Il ouvre l’essai Sentiment et représentation par quelques définitions intéressantes. Le Gemüth, nous apprend-il, n’avait pas encore son sens mystérieux et tout allemand dans la langue de Kant et de Schiller ; il y était pris pour synonyme de conscience. Il signifie aujourd’hui la qualité d’être affecté, de sentir ; les dispositions individuelles sont les Gemüthsanlagen, et les émotions s’appellent Gemüthsbewegungen. De même on a longtemps confondu le sentiment (Gefühl) avec la sensation (Empfindung). Puis le mot Gefühl s’est attaché aux états subjectifs de plaisir et de douleur, et il a signifié enfin la plus élémentaire des émotions. Le sentiment s’oppose donc en un certain sens à la sensation (impressions sensorielles directes), et il se distingue, comme partie subjective de la conscience, des représentations, Vorstellungen, qui en sont la partie objective.
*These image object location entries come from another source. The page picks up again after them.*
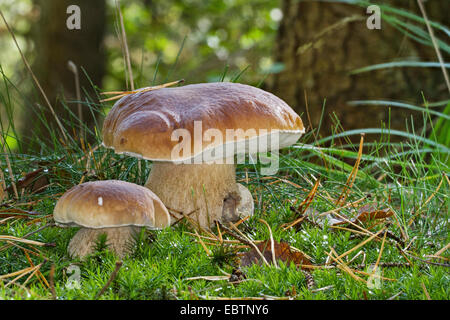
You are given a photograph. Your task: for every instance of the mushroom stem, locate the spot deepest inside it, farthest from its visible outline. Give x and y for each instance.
(209, 191)
(119, 240)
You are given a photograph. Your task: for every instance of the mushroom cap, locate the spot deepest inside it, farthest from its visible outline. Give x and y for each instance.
(142, 124)
(111, 203)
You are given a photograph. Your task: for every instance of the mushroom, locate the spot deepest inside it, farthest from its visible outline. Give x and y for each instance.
(192, 134)
(115, 208)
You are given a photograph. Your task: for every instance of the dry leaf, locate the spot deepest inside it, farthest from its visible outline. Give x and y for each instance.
(283, 252)
(365, 213)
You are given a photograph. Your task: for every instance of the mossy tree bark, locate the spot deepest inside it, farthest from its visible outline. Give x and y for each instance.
(341, 42)
(55, 44)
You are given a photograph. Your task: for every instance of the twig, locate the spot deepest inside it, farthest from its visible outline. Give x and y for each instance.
(241, 237)
(125, 46)
(52, 281)
(425, 291)
(272, 243)
(111, 279)
(8, 163)
(310, 283)
(73, 68)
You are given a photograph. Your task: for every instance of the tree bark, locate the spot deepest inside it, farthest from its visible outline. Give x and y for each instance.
(55, 45)
(341, 42)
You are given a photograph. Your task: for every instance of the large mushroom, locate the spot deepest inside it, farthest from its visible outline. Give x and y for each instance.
(192, 133)
(115, 208)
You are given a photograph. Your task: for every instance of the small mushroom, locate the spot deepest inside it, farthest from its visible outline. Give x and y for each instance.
(201, 178)
(115, 208)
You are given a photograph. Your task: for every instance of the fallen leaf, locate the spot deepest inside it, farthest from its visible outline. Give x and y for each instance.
(365, 213)
(283, 252)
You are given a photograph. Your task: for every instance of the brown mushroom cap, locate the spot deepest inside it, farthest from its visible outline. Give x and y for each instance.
(141, 124)
(110, 203)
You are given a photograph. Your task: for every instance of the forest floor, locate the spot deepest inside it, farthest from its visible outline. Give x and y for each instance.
(347, 221)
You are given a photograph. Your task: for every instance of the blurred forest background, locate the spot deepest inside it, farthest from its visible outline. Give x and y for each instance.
(299, 50)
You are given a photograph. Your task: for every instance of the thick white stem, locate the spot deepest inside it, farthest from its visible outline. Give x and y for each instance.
(119, 240)
(208, 191)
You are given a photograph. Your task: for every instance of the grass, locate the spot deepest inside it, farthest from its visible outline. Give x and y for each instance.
(409, 177)
(395, 176)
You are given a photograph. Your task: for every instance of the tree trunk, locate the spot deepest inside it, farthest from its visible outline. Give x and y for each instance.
(341, 42)
(55, 45)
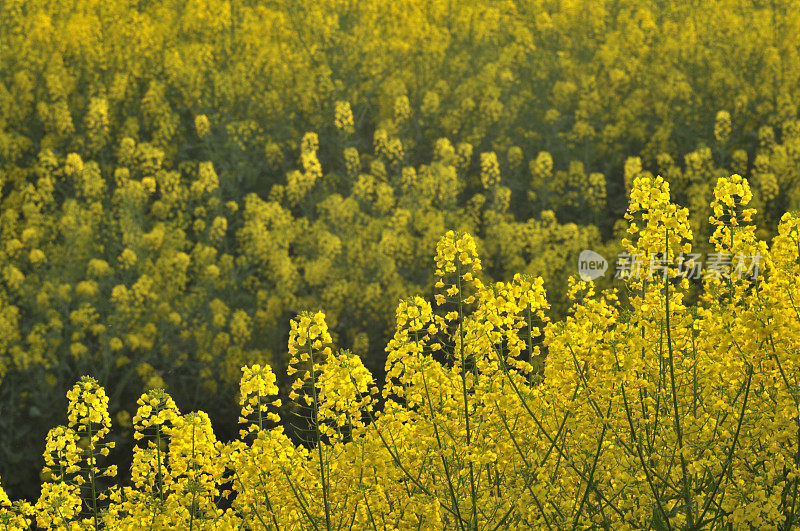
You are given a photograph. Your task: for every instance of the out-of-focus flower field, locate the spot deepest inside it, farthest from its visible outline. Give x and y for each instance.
(181, 181)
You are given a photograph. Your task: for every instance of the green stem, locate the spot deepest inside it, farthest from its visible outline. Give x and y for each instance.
(315, 420)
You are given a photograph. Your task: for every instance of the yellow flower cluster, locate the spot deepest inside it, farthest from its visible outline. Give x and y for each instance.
(164, 192)
(629, 413)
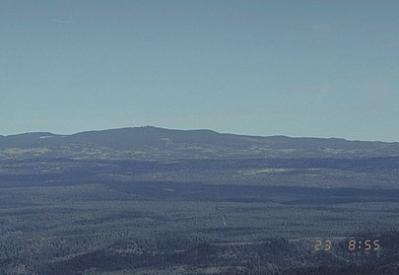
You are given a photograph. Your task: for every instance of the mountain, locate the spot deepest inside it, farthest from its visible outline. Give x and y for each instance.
(153, 143)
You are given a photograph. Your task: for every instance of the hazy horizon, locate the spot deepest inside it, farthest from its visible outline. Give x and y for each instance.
(294, 68)
(190, 129)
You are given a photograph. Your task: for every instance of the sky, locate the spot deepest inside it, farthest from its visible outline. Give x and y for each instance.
(298, 68)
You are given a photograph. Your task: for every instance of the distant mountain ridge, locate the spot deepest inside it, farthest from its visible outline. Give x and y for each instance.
(153, 143)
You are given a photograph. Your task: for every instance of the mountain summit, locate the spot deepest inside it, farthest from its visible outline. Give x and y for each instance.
(153, 143)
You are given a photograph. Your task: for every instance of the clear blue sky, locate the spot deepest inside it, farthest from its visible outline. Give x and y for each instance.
(300, 68)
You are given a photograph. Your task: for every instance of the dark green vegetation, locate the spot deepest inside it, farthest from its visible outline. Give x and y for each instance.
(156, 201)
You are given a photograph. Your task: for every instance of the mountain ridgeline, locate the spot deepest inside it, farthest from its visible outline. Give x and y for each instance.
(152, 143)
Du sentiment et de la représentation, lequel précède ? L’un de ces éléments se peut-il ramener à l’autre, ou sont-ils tous deux premiers et indépendants ? À l’encontre de Herbart, par exemple, qui tire le sentiment de la représentation, Wundt se décide pour l’hypothèse la plus simple et il les présente comme les phénomènes coordonnés d’un seul et même procès interne. L’abstraction psychologique, dit-il, les a séparés, parce que la qualité du plaisir et de la douleur apparaît surtout attachée aux émotions ; mais elle est une qualité essentielle de la conscience, et le ton, le Gefühlston d’une représentation en est un élément aussi original que sa force ou sa qualité. Il n’existe, d’autre part, aucune preuve de la priorité du sentiment, sinon le témoignage d’une observation menteuse, et l’on abuse des données de la physiologie, quand on suppose, par exemple, dans le but d’expliquer le sentiment du rythme, des vibrations nerveuses qui doivent être senties immédiatement pour pouvoir imposer leur propre rythme à la représentation.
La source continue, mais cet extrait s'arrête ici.